However, I also think there are some important points to remember. Data scientists already engulfed in the management and operations of a given industry are invaluable. However, data scientists with little understanding of the problems and the practical solutions specific to that industry can be dangerous. I think this is a nice passage:
"Davenport and Patil declare that “Data scientists’ most basic, universal skill is the ability to write code.” With this pronouncement, data science fails the smell test at the very outset. For how many legitimate scientific fields is coding the most fundamental skill? The most fundamental skill for any scientist is of course mastery of a canonical body of knowledge that includes laws, definitions, postulates, theorems, proofs, and descriptions of unsolved problems. Scientists are therefore characterized by mastery of a body of knowledge, not a collection of methods. What is this body of knowledge for data science? Davenport and Patil admit there is none.

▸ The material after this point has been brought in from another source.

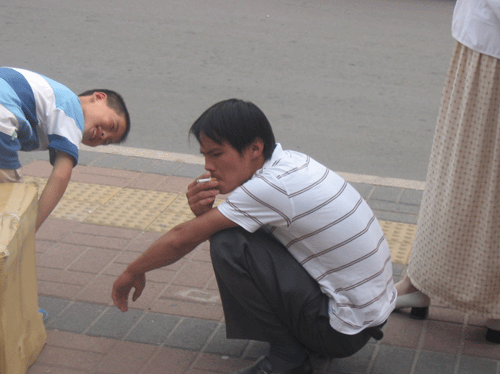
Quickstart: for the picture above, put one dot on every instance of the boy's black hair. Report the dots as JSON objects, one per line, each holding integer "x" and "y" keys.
{"x": 238, "y": 123}
{"x": 115, "y": 101}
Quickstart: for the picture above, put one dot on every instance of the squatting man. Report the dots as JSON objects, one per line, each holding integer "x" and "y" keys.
{"x": 300, "y": 259}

The job of scientists is to conduct independent research, contribute to a body of knowledge, and improve professional practice, while adhering to a recognized standard of conduct. Coding is a tool that facilitates some of these objectives, but is a substitute for none of them."
This point rings true in many cases. I find myself falling into a "methods trap" in my academic work sometimes (though I try to get out of it as quickly as possible). I know how to use R, though I am not a programmer or database manager. I know a number of methods from statistics and econometrics. I can turn these tools into something pretty neat. But, I sometimes make the mistake of thinking that this is enough for researching some phenomenon.
...Then I try and write the Intro and Discussion for my paper. Ouch. This is amazingly difficult without reaffirming that body of knowledge about the problem at hand in the first place. Methods and very cool visuals communicate answers. But they are the tool to do so, not the answers themselves. A point well-taken from the article.